Immunol Allergy Clin North Am. 2010 Feb;30(1):31-44. doi: 10.1016/j.iac.2009.11.004.
Curative treatment of Severe Combined Immunodeficiency (SCID) by Hematopoietic Cell Transplantation (HCT) remains a challenge, in particular in infants presenting with serious, poorly controllable complications.
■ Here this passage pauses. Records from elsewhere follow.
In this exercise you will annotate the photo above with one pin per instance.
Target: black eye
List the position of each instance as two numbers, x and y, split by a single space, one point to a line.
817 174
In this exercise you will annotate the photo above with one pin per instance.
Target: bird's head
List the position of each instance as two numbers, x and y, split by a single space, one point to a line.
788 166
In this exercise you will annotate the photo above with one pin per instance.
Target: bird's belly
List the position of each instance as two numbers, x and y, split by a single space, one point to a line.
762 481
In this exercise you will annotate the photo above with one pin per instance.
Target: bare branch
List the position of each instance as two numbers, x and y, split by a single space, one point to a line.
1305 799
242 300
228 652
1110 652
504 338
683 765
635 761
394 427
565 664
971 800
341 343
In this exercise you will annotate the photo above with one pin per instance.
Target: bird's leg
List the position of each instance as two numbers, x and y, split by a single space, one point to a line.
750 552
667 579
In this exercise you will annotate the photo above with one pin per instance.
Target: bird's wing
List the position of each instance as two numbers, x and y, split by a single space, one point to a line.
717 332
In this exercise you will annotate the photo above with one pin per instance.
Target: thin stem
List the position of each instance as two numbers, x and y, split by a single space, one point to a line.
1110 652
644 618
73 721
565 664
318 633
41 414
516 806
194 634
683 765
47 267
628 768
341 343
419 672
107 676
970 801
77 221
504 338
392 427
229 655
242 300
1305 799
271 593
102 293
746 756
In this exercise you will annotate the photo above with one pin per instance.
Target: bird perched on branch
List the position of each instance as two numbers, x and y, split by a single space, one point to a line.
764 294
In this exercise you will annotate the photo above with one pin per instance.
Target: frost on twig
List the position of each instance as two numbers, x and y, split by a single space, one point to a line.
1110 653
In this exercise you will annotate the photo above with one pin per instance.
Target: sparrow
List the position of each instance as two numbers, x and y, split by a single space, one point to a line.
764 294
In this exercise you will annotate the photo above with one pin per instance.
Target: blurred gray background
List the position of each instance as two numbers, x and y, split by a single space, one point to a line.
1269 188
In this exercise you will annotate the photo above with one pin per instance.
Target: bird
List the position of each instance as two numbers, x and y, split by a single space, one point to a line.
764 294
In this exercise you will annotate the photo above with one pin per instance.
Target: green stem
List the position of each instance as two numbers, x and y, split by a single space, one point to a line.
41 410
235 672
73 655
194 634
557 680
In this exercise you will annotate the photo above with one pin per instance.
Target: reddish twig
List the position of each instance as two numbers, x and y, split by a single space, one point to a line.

In the absence of a matched family donor, HLA-haploidentical transplantation from parental donors represents a uniformly and readily available treatment option, offering a high chance to be successful. Concerning outcomes of HCT in SCID, other important parameters beside survival need to be taken into consideration, in particular the stability and robustness of the graft and its function, as well as potential late complications, related either to the disease or to the treatment.
造血干细胞移植(HCT)治疗严重联合免疫缺陷(SCID)仍然是一个挑战,尤其是在出现严重、难以控制的并发症的婴儿中。在没有匹配的家族供体的情况下,来自父母供体的 HLA 单倍体移植是一种普遍且易于获得的治疗选择,成功率很高。关于 SCID 患者 HCT 的结果,除了生存率之外,还需要考虑其他重要参数,特别是移植物的稳定性和功能,以及潜在的迟发性并发症,这些并发症可能与疾病或治疗有关。